そう言いたいところを、喉の奥から出ないようにぐっと飲み下す。そんなこと、うっかり言ってしまえば空気が凍りついて世界が止まって壊れるに違いない。 ハハッ、冗談だよ と自分で言ってしまったら悲しくなって負けだとすらってしまったら悲しくなって負けだとすら思う。
だから、何も言えない。
「好きな奴ね……まぁいるっちゃいるけど……無理でしょうね」
「……人並みにお前も好きな奴とかいるんだな」
「喧嘩なら買うぞ」
「あ、悪い。で、誰なんだ?」
音無が珍しく詮索を入れ始める。恋ではないんであろうが、そうやって興味を持たれるのは悔しいと同時に嬉しい。
「言わないっての!」
「なんだ残念だな」
「そういう音無はいないの?」
ふと口からでた言葉に自分がびっくりした。どさくさに紛れて物凄いこと聞いてしまった…!これで誰かが好きだよ、なんて言われたら、私は自分で自分にトドメを刺してしまったと寮に帰って泣くんだろう。しかし引き返すにも引き返しにくくて、そのまま返事を待った。

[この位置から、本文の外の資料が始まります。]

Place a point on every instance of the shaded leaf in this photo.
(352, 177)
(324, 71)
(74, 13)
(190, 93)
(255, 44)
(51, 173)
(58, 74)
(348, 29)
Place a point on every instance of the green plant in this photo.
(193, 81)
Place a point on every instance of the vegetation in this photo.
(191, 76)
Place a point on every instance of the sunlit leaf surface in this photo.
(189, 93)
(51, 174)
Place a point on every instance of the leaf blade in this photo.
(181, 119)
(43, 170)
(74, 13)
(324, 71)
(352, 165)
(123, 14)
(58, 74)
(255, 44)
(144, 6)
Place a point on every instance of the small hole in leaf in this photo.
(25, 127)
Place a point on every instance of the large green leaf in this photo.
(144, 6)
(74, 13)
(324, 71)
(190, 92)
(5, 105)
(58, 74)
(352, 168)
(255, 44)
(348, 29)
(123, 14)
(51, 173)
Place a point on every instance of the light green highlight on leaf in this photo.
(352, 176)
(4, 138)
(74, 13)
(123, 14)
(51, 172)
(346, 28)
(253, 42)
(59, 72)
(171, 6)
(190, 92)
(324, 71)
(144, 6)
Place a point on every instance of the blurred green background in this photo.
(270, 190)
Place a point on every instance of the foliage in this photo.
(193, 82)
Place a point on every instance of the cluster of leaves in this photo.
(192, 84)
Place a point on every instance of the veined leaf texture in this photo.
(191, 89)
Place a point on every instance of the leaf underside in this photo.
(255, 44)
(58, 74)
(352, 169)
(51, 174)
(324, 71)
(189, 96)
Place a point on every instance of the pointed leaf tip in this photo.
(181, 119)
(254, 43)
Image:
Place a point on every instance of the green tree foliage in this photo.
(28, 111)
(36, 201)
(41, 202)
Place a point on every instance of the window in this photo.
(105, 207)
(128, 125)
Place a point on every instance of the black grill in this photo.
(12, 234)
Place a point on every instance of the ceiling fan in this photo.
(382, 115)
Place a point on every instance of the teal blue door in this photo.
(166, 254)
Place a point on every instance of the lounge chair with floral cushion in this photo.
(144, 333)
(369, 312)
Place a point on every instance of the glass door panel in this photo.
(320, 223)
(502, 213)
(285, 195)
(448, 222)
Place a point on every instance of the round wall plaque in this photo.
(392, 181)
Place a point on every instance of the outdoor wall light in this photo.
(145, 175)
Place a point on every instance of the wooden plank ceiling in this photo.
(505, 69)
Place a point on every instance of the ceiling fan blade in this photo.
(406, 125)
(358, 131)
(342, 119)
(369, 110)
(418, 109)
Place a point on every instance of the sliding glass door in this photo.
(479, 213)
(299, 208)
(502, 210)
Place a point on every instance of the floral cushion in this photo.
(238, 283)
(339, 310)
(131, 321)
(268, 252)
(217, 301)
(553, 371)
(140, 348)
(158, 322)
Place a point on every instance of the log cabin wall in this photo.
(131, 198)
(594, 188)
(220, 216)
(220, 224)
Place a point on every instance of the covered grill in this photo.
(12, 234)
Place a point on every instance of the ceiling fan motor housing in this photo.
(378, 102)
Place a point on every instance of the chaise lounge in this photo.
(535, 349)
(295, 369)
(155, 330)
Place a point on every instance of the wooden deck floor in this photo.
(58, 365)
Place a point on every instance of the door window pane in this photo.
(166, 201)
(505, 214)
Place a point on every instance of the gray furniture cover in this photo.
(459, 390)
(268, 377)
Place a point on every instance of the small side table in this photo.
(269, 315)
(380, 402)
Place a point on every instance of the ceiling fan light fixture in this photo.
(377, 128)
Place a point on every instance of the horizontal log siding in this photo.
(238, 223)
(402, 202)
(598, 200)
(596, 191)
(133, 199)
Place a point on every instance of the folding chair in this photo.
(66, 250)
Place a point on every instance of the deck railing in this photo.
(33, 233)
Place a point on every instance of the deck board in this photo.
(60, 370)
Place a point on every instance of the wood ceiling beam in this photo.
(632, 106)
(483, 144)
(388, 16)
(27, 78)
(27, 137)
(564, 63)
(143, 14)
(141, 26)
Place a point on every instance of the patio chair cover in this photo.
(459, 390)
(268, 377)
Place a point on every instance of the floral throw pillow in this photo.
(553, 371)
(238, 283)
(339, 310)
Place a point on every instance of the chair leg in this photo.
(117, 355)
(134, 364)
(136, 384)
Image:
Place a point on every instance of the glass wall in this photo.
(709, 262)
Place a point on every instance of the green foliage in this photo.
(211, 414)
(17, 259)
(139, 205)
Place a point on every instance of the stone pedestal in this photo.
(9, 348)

音無が口を開くまで、私のドキドキは痛いくらいになっていた。痛くて、痛くて、恋の痛みと一緒にこのまま消えてしまいたかった。
「いるよ」
覚悟はしていたけど、息が止まった。さっきまで聞こえてた秒針が私の耳には一切入らなくなった。今のタイミングで、音無に好きだって。場違いなのもタイミング違いなのも、寧ろ空気を読んでなくてもいい。伝えられたら。
そんなことが頭の中を回転して、思考機能と運動機能が停止している怪しい私に、音無がにこやかに追い討ちをかけた。
「うーん、結構……脈があると思うんだけどな」
「へ、へぇ……音無意外と策士なんだね……」
そう上手く切り返せた自分を全身全霊で誉めてやりたかった。音無は相変わらず微妙に笑みを浮かべて私のことを見るばっかりで、私は怪訝そうな顔をしていたんだろう。
「……で、それ誰?」
「ん?」
「へぇ、音無は……」
……今、私の耳は故障した。
「……ん?」
「……ん?……お前だよ」
「……音無、私、言いたい事を言ってもいいかな?」
「あぁ、いいよ」
音無が普段見せないような笑顔を浮かべたものだから、実感がわいてきて。飛び付くように机に身を乗り出した。音無に伝えたかった事を伝える為に。